The Naples Daily News editorial board has lots of people to meet in the next 90 days.
That’s because it’s an election year and for the past few decades the newspaper has interviewed and endorsed candidates for every local, state and national race on the ballot.
This year, the board is realizing a dream. For the first time our interviews will be shared for all to see.
Our new facility on Immokalee Road in North Naples has a studio, similar to the broadcast facilities found at modern, up-to-date television stations.
We are using our studio to videotape the individual sessions. We plan to post every interview on our website before early voting begins Aug. 9 (editor's note: this is a corrected version of the original story, which had the wrong August date) for the 2010 primary.
The format of the candidate interviews will not change. We’ll simply capture them digitally and make them available for anyone who is interested.
In past years, the editorial board has invited every candidate who qualifies for the ballot to meet us for an informal question-and-answer session. The invitees range from mosquito-control district hopefuls to those seeking U.S. Senate seats.
There have been and will continue to be only two rules.
The first is a 30-minute time limit so no candidate feels cheated by getting more or less time than an opponent.
The second is not followed by every newspaper editorial board. It’s a rule that everything said should be considered on the record. “Don’t tell us anything you wouldn’t want to see printed one day in the newspaper” is what we tell candidates.
That second rule reflected our wish to conduct the question-and-answer sessions as if they were in the sunshine. But, until now, the 30-minute exchanges were open and free in spirit more than fact.
So far we have met with four candidates and videotaped each interview. We have dozens to go. When all candidates have been taped for a specific race, we will post the interviews on a special election Web page at www.naplesnews.com.
There was one concern as we made plans to capture the interviews and post them in their entirety.
Would the presence of a camera and a microphone dampen the free-wheeling, informal exchanges with the candidates?
Our editorial board interviews don’t rely on a rigid format or pre-printed questionnaire. They are designed to be more of a casual discussion, not a grilling.

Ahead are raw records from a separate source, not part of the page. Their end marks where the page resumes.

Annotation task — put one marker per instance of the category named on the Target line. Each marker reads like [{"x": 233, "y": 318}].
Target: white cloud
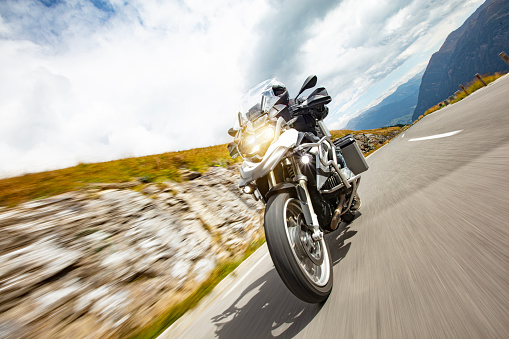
[{"x": 81, "y": 83}]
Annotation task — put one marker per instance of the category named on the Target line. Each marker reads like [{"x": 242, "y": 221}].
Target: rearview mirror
[
  {"x": 310, "y": 82},
  {"x": 232, "y": 132}
]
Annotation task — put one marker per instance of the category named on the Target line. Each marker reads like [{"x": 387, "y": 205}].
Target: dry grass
[
  {"x": 471, "y": 87},
  {"x": 151, "y": 168},
  {"x": 174, "y": 313}
]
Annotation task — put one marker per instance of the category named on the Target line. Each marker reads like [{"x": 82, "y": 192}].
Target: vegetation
[
  {"x": 471, "y": 87},
  {"x": 151, "y": 168},
  {"x": 171, "y": 315}
]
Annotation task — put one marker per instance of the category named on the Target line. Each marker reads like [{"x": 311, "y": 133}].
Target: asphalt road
[{"x": 426, "y": 257}]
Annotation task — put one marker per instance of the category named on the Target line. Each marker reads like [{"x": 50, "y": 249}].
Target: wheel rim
[{"x": 311, "y": 255}]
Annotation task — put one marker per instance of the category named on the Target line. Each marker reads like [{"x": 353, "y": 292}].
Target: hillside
[
  {"x": 124, "y": 173},
  {"x": 397, "y": 108},
  {"x": 472, "y": 48},
  {"x": 127, "y": 257}
]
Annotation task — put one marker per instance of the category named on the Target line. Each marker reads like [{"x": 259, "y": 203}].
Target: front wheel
[{"x": 304, "y": 265}]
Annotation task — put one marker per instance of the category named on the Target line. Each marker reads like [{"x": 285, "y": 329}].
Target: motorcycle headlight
[{"x": 258, "y": 142}]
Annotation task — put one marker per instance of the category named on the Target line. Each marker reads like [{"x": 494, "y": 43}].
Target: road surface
[{"x": 426, "y": 257}]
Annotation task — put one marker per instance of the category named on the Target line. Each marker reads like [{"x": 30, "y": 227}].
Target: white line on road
[
  {"x": 437, "y": 136},
  {"x": 231, "y": 289}
]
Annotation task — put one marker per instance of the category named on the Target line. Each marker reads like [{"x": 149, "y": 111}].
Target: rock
[
  {"x": 189, "y": 175},
  {"x": 95, "y": 265}
]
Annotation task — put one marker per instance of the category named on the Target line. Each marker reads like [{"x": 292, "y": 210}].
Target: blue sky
[{"x": 88, "y": 81}]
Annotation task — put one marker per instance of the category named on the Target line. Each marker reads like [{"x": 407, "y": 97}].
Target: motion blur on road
[{"x": 426, "y": 257}]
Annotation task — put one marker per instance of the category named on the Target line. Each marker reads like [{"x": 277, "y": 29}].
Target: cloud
[
  {"x": 84, "y": 86},
  {"x": 86, "y": 81}
]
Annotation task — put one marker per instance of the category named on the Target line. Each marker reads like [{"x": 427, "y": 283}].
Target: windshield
[{"x": 258, "y": 100}]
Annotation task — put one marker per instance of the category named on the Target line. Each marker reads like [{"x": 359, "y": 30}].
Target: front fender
[{"x": 277, "y": 151}]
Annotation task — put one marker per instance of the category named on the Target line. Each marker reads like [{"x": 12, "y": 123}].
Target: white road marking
[
  {"x": 231, "y": 289},
  {"x": 437, "y": 136}
]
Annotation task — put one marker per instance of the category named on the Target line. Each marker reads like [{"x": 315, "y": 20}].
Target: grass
[
  {"x": 175, "y": 312},
  {"x": 471, "y": 87},
  {"x": 151, "y": 168}
]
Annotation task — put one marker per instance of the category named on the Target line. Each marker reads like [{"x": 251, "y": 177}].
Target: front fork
[{"x": 305, "y": 201}]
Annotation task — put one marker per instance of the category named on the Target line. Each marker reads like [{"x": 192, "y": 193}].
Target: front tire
[{"x": 304, "y": 265}]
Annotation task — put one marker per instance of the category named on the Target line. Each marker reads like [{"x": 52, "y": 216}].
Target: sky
[{"x": 96, "y": 80}]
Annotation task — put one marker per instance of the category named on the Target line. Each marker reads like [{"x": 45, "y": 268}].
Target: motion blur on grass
[{"x": 151, "y": 168}]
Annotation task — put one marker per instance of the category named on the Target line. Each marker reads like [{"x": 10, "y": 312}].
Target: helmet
[{"x": 281, "y": 91}]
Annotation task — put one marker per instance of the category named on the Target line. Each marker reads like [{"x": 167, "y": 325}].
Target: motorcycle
[{"x": 296, "y": 174}]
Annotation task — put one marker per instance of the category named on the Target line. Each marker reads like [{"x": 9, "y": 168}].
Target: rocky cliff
[
  {"x": 98, "y": 263},
  {"x": 108, "y": 260},
  {"x": 397, "y": 108},
  {"x": 472, "y": 48}
]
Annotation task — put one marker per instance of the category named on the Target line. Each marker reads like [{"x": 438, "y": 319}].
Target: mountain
[
  {"x": 472, "y": 48},
  {"x": 397, "y": 108}
]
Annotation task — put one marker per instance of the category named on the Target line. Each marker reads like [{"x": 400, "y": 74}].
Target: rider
[{"x": 308, "y": 123}]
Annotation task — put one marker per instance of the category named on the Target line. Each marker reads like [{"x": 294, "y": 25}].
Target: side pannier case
[{"x": 351, "y": 152}]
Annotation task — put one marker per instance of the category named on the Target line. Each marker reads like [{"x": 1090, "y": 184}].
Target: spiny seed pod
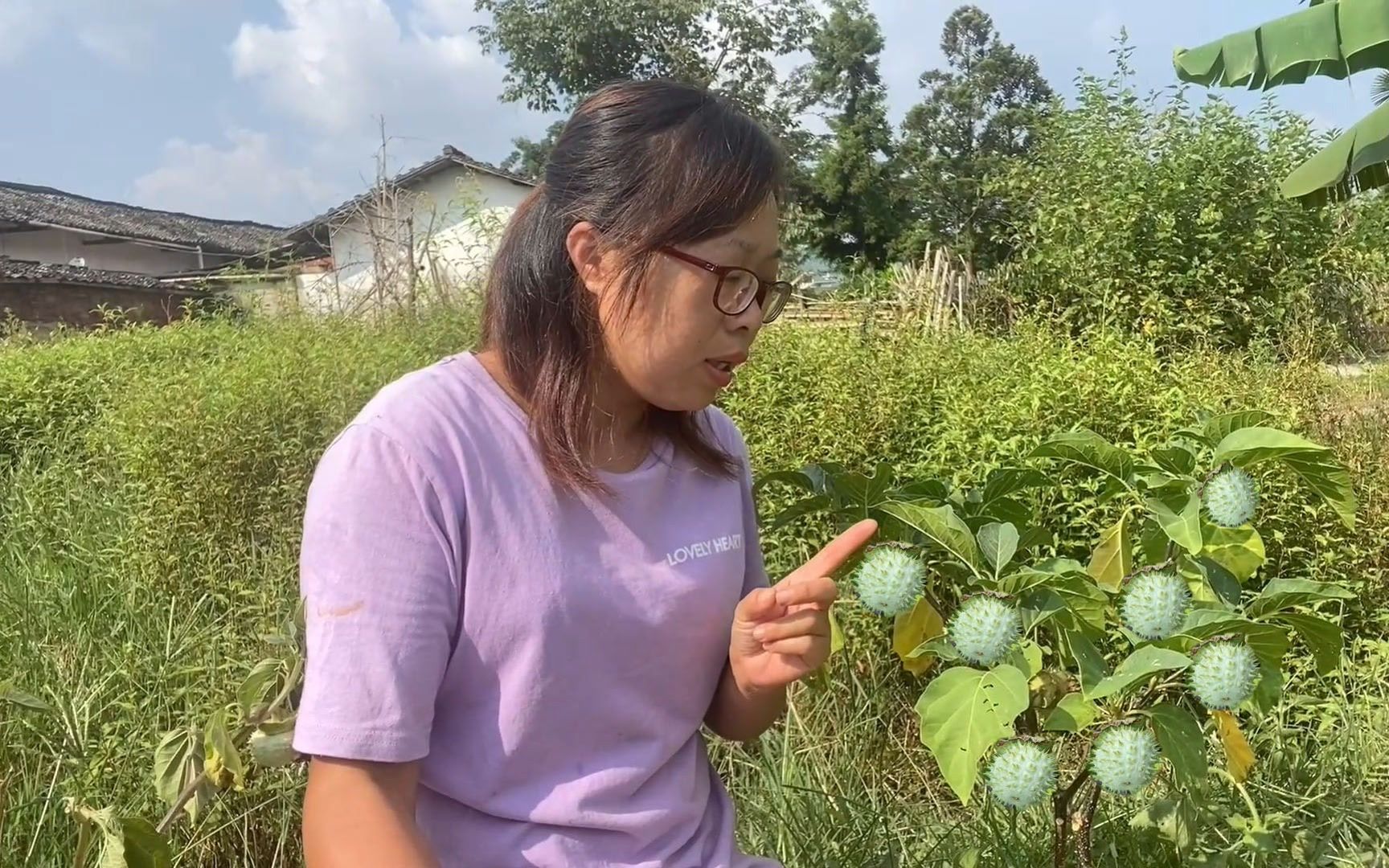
[
  {"x": 1224, "y": 674},
  {"x": 1231, "y": 497},
  {"x": 1021, "y": 774},
  {"x": 984, "y": 629},
  {"x": 1124, "y": 759},
  {"x": 1154, "y": 604},
  {"x": 889, "y": 581}
]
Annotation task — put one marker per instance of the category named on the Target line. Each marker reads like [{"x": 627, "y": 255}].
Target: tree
[
  {"x": 531, "y": 154},
  {"x": 852, "y": 188},
  {"x": 1333, "y": 39},
  {"x": 974, "y": 117},
  {"x": 560, "y": 51}
]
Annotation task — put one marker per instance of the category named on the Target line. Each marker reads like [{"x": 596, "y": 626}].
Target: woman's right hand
[{"x": 363, "y": 814}]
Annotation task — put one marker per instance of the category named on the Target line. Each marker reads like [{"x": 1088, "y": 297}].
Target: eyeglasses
[{"x": 738, "y": 288}]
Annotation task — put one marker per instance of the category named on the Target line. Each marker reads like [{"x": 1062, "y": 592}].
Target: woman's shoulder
[
  {"x": 725, "y": 431},
  {"x": 432, "y": 410}
]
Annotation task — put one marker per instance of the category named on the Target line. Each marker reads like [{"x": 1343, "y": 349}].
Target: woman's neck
[{"x": 620, "y": 436}]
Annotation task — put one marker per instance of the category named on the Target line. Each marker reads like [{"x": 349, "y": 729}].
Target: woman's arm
[
  {"x": 740, "y": 714},
  {"x": 363, "y": 814},
  {"x": 780, "y": 635}
]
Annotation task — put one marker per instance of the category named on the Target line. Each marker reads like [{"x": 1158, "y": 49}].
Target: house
[
  {"x": 64, "y": 256},
  {"x": 428, "y": 229}
]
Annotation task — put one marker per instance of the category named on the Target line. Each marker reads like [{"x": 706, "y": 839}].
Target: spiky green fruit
[
  {"x": 984, "y": 629},
  {"x": 1231, "y": 497},
  {"x": 1154, "y": 604},
  {"x": 1021, "y": 774},
  {"x": 889, "y": 581},
  {"x": 1124, "y": 759},
  {"x": 1224, "y": 674}
]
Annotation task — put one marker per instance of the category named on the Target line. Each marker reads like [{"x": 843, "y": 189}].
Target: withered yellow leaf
[
  {"x": 1239, "y": 757},
  {"x": 910, "y": 631}
]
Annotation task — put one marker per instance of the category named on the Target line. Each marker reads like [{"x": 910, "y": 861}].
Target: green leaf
[
  {"x": 1239, "y": 551},
  {"x": 14, "y": 696},
  {"x": 1353, "y": 160},
  {"x": 1084, "y": 446},
  {"x": 1219, "y": 427},
  {"x": 259, "y": 688},
  {"x": 178, "y": 763},
  {"x": 942, "y": 526},
  {"x": 1220, "y": 581},
  {"x": 224, "y": 761},
  {"x": 1286, "y": 593},
  {"x": 127, "y": 842},
  {"x": 1026, "y": 657},
  {"x": 1072, "y": 714},
  {"x": 1074, "y": 591},
  {"x": 939, "y": 646},
  {"x": 1112, "y": 557},
  {"x": 1181, "y": 739},
  {"x": 1322, "y": 638},
  {"x": 1268, "y": 642},
  {"x": 1312, "y": 461},
  {"x": 1175, "y": 459},
  {"x": 272, "y": 749},
  {"x": 1179, "y": 514},
  {"x": 923, "y": 489},
  {"x": 142, "y": 846},
  {"x": 806, "y": 506},
  {"x": 1036, "y": 606},
  {"x": 1088, "y": 660},
  {"x": 965, "y": 713},
  {"x": 1152, "y": 542},
  {"x": 1139, "y": 665},
  {"x": 1010, "y": 481},
  {"x": 999, "y": 543},
  {"x": 813, "y": 478},
  {"x": 1325, "y": 39}
]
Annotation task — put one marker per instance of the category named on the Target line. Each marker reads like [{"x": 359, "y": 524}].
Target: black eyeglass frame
[{"x": 778, "y": 291}]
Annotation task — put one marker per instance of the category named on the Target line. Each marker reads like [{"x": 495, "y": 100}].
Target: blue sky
[{"x": 270, "y": 108}]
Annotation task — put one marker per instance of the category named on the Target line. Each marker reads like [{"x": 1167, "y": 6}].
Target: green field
[{"x": 152, "y": 484}]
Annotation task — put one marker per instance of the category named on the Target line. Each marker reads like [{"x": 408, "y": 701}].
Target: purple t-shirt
[{"x": 549, "y": 657}]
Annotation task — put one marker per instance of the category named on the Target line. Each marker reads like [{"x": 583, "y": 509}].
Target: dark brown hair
[{"x": 650, "y": 164}]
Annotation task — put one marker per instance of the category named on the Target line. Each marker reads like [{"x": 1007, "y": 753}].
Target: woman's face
[{"x": 678, "y": 350}]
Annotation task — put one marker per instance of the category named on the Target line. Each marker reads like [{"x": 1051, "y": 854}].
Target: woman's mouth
[{"x": 721, "y": 371}]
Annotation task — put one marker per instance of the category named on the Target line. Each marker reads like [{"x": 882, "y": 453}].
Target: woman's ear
[{"x": 592, "y": 263}]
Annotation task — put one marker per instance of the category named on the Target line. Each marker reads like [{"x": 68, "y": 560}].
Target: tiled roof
[
  {"x": 27, "y": 204},
  {"x": 450, "y": 156},
  {"x": 21, "y": 271}
]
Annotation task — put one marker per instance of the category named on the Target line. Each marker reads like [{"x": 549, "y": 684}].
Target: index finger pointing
[{"x": 839, "y": 551}]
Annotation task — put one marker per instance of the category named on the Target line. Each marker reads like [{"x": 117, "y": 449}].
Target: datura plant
[{"x": 1060, "y": 682}]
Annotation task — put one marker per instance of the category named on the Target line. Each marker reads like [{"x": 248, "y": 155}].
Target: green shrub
[
  {"x": 150, "y": 503},
  {"x": 1166, "y": 219}
]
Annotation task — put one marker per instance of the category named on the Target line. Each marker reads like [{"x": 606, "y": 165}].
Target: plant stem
[
  {"x": 1082, "y": 842},
  {"x": 240, "y": 740},
  {"x": 1062, "y": 817}
]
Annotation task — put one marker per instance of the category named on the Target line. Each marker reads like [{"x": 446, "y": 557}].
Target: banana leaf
[
  {"x": 1354, "y": 160},
  {"x": 1333, "y": 38}
]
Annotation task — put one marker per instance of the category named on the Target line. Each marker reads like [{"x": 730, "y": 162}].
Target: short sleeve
[{"x": 383, "y": 597}]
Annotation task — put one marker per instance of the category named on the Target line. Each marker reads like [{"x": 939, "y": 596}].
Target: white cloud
[
  {"x": 339, "y": 66},
  {"x": 21, "y": 23},
  {"x": 117, "y": 32},
  {"x": 244, "y": 181}
]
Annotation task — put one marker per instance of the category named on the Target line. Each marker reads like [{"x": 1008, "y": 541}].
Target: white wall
[
  {"x": 452, "y": 221},
  {"x": 60, "y": 246}
]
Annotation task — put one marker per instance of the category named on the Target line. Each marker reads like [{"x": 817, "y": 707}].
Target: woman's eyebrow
[{"x": 746, "y": 246}]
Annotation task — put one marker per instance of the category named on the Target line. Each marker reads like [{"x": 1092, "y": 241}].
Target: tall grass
[{"x": 150, "y": 495}]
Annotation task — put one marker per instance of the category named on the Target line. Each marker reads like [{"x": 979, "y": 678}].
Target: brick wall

Would that change with a digital camera running? Would a candidate be less than at ease?
So far, the answer has been no.
This past Thursday, our guest was Maurice Ferre, the former mayor of Miami. He is among those running as a Democrat for the open U.S. Senate seat being sought by Gov. Charlie Crist and Republicans led by Marco Rubio.
Ferre was anything but uncomfortable. He engaged the board in a lively discussion about the issues as if we were all sitting in rocking chairs on the front porch.
We learn plenty from such candidate visits. Perhaps the voters can as well.